Can someone with knowledge/experience with purchasing/selling real estate in BA lay out the basics and steps involved, costs etc in purchasing a condo in the city? The prices look too good to be true.
Be prepared to play a cat and mouse game with the crooked realtors who want to hide the truth and jack up the price, squeezing the maximum possible out of you by comparison to the better properties you could have bought with the same amount of money. It also depends on how generous and patient you are and whether or not you are willing to study the market by taking it slow.
Realtor can and will most likely lie about plumbing, services, building expenses, assessed value, square meters, etc, you must check everything yourself and push your escrow office to double check the documents and unpaid bills, otherwise you will end up like me, paying previous owner's unpaid gas, electricity and water bills. the utility companies don't care who owes the money, to transfer the service under your name they force you to pay up, luckily the amounts I paid weren't too bad.
If the building you are interested in is old, some love those old colonial ones, check and see if it has lead plumbing, don't listen to what the realtor says, go in with a cutter and scratch the pipes to see if they are soft or not, usually under the bathroom sink there are some pipes exposed. Also check if the building (even if relatively new) wasn't painted recently, this can be an indication that something was wrong and some cracked were sealed and now it's all covered and you would never know what structural problems it might have (very common because those idiot contractors pour cement at noon on hot scorching days instead of doing it early in the mornings or on a cloudy day, very little building oversight.)
Overall I would not recommend buying into a brand new condo building unless you know who the architect is and the quality of construction.

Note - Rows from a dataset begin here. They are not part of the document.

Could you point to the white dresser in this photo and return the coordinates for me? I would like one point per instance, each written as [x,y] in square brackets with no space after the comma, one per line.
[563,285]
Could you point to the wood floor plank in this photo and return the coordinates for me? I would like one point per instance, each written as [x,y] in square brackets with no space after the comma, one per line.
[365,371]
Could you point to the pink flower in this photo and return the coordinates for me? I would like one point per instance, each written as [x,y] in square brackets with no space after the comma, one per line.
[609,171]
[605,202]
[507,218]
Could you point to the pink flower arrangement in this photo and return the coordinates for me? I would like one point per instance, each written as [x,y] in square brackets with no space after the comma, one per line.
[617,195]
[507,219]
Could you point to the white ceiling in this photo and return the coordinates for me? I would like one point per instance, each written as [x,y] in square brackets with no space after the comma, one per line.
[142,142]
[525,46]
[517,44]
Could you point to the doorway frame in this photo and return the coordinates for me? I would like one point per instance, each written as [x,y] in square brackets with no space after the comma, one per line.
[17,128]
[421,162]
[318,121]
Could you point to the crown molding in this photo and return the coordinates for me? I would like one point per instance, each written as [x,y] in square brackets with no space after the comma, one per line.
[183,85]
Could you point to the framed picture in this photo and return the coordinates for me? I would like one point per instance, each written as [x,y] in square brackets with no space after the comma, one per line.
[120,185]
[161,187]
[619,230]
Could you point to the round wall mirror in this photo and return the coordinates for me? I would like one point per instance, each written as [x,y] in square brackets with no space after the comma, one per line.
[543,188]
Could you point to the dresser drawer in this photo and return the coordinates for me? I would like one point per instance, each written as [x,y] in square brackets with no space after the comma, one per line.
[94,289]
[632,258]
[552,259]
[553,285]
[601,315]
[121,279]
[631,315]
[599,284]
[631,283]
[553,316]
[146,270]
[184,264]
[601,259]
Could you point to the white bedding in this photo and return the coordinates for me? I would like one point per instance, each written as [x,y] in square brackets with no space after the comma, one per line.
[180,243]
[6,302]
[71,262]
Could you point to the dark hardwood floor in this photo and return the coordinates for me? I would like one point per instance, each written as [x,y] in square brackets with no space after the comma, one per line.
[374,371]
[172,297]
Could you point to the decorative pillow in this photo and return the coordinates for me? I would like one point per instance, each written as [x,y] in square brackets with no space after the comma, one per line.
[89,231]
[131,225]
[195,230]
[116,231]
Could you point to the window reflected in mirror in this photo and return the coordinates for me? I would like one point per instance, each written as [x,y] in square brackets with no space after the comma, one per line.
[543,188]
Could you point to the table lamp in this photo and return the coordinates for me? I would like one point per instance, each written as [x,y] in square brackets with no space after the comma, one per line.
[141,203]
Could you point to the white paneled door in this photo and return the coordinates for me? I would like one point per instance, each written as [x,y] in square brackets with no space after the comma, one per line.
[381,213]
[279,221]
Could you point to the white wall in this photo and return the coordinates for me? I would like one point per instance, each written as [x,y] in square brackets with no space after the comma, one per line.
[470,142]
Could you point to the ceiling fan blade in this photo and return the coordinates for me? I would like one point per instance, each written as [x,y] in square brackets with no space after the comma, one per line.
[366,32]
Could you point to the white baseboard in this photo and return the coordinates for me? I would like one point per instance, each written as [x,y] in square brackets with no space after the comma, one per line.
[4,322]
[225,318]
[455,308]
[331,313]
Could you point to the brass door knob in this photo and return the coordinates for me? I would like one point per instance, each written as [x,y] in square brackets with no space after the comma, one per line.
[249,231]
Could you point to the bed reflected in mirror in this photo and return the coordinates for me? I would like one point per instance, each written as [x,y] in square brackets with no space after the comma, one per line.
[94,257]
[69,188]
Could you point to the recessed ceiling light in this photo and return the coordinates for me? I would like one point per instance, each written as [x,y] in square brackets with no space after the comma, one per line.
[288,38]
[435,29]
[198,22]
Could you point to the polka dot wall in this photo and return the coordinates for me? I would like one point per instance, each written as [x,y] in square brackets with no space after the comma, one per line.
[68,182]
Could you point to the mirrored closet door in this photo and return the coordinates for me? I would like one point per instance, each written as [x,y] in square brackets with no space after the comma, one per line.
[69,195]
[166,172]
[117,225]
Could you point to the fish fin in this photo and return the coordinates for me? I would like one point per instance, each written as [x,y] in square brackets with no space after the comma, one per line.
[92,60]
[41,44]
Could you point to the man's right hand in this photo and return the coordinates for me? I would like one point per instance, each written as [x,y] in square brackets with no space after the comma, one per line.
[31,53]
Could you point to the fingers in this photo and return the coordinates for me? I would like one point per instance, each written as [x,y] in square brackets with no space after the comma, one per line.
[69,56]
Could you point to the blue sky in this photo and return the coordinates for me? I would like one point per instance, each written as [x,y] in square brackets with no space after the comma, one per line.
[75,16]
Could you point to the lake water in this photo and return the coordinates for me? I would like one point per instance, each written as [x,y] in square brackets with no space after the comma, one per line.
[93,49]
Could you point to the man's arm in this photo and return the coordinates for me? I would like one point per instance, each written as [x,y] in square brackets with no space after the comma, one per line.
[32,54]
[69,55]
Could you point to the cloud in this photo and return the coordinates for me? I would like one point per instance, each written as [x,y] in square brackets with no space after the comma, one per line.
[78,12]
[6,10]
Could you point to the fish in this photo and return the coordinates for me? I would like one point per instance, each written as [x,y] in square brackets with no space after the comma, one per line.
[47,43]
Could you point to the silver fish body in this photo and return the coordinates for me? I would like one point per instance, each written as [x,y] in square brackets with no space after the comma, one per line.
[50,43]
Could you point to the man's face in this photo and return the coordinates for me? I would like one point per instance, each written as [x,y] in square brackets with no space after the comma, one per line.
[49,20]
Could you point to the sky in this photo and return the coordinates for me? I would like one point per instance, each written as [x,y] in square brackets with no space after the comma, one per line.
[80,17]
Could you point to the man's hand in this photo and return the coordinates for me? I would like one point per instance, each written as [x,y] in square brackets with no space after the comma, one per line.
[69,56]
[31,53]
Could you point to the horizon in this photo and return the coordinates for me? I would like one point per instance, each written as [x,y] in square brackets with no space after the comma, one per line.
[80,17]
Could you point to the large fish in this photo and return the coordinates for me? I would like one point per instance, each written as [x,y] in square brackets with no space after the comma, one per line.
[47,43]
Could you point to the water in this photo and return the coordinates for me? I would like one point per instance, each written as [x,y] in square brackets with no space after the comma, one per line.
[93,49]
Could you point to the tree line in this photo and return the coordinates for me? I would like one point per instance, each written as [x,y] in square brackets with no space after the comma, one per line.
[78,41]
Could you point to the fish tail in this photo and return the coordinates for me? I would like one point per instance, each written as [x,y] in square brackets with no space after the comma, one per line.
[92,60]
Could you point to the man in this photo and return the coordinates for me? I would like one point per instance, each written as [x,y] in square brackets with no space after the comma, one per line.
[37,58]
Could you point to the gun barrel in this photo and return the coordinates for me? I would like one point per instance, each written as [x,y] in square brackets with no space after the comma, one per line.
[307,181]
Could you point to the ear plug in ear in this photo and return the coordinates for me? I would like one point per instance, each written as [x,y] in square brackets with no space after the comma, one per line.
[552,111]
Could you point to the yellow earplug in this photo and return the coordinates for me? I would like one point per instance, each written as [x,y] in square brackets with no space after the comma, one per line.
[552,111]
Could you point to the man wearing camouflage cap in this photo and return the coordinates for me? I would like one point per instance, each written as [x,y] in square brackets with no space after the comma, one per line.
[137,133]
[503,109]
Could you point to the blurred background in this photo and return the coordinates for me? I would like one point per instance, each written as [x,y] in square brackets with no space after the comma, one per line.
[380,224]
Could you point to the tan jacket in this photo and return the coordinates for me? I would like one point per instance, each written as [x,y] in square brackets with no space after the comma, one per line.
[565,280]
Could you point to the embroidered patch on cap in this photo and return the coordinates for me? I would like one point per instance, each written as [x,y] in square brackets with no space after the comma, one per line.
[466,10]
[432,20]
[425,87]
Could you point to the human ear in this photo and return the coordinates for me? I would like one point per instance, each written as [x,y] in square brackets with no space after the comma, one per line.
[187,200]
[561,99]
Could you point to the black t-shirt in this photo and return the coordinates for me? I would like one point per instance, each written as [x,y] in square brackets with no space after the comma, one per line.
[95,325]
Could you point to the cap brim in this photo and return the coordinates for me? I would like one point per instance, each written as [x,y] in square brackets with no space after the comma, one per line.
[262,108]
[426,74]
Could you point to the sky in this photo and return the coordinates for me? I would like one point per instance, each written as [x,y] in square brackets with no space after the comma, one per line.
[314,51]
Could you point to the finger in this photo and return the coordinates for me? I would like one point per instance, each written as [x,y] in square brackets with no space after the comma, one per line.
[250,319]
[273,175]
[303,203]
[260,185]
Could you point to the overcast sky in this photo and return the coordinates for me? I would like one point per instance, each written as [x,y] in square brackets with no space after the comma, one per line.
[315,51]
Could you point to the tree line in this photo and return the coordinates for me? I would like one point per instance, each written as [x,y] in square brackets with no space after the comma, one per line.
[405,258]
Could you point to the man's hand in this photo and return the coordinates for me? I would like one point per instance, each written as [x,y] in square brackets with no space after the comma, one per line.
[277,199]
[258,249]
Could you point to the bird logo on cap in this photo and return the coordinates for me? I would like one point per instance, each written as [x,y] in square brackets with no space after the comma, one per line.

Most buildings are NOT built well. I walked around construction sites countless times looking at exposed rebar at the bottoms of balconies and at the load baring concrete pillars, they cover it all and think it's ok, then several years later the rust comes through the paint and the building loses value fast.
The windows in new building are often times of horrendous quality, I used to rent in a new building and the rain water was accumulating inside the window frame, there was always black mold under the window, even the in the summer! i painted it and even left dehumidifier there but no, rain is rain and when it's built like shit then that's what you are going to get.
If you got money then go and look up a good architect with full building specs and go see every detail for yourself, talk to neighbor before you even talk to the realtor. Extra homework in this corrupt country comes a long way.
Otherwise, the time to invest within CABA is now. We hit the rock bottom already this year and I believe it's only going to go up from now on, albeit slowly, thanks to the looming default but demand is rising, too many young motivated venezuelans, hard working bolivians, paraguayans, tranditional families and myriad of other people who are saving dollars, patiently waiting for their chance to get into the real estate market of BA.